People *REALLY* need to get into the habit of tagging their images with an ICC profile describing the color space that it renders into, and paying attention to black point matching.
Just imagine how much confusion you might have if your system
could not handle color tagging at all, or worse, you found that Firefox can handle V2 profiles, but not V4 (Still!??), but the internal PDF display can't handle any (What?!?), while the OS's internal systems handle everything just fine. (Preview, Safari, etc.)
Heck, you might get into the horrible situation of just assuming "everything is an sRGB", or worse, think that everything is 2.2 gamma and hard-code color constants that break on mouseover. (As opposed to 2.4 gamma over most of the color space, and linear in the dark colors, according to the standard, or systems that assume 1.8 gamma for print matching) (sorry, links to those samples lost), or assume that "Hey, my monitor makes 0,0,0 look noticeably different than 1,1,1, so everyone's monitor must behave the same" and make the black-point for a game down at 0,0,0, and assume that if the display is putting out a 3,3,3 grey that it can be told apart from the 0,0,0 black, and that contrast line is visible. (Notch balanced Minecraft's display to look just fine on a low-gamma LCD, but we need a "black level" control to really adjust the darks on well-tuned monitors)

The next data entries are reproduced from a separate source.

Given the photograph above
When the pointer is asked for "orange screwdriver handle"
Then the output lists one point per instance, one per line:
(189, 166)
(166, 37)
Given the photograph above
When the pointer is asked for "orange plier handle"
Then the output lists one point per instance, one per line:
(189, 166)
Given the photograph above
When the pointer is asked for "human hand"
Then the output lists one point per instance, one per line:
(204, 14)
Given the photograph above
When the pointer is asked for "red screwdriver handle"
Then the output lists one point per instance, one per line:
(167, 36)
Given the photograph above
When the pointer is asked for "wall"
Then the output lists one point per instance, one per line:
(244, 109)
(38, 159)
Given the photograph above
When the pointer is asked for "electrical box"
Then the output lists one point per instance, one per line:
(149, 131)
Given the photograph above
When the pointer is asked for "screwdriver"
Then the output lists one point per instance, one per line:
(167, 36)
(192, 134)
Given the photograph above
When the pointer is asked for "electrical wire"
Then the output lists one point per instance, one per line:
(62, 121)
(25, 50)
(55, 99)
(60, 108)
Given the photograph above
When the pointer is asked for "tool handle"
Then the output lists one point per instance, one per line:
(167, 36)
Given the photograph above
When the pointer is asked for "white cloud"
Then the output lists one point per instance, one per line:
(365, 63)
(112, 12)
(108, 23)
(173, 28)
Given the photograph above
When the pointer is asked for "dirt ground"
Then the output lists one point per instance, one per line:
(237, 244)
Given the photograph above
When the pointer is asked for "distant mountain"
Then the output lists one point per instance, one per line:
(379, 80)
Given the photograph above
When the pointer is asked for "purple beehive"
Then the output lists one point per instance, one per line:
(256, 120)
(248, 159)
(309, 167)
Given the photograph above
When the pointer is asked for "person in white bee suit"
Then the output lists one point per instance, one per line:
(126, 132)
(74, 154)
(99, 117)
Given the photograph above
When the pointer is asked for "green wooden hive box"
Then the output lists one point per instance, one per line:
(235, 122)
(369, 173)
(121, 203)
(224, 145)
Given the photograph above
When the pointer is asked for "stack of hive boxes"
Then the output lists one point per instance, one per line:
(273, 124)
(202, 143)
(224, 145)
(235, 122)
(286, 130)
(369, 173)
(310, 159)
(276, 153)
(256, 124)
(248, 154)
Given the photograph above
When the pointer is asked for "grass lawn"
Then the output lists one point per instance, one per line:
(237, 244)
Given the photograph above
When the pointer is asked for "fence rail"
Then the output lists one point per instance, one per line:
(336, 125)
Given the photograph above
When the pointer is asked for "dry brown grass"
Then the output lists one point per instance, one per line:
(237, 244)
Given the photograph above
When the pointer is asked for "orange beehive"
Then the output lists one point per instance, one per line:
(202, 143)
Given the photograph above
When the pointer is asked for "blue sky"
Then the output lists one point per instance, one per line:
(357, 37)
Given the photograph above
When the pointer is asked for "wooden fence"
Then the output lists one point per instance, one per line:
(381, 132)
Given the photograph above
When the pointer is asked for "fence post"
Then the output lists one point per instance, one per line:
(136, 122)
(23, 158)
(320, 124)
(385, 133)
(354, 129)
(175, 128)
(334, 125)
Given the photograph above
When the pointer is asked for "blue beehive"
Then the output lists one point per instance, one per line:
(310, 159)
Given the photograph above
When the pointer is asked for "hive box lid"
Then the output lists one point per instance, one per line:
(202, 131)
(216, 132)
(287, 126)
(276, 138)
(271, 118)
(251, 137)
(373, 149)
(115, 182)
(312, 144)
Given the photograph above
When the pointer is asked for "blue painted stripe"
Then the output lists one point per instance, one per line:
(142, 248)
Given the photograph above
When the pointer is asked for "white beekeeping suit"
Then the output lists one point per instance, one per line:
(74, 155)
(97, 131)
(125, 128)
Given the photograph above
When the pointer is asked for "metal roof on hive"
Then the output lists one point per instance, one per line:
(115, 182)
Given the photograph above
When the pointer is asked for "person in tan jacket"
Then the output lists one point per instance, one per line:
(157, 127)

Or worse, a movie playback program that won't let you tell it the color profile of the source movie, that only has TV-like brightness/contrast controls, so it's really hard to adjust the dark areas properly without messing up something in the middle.
... hmm, that last one is all of them, isn't it? Vlc, mplayer, quicktime player -- none of them let you even do a gamma correction, or black-point correction, let alone an actual color-space error.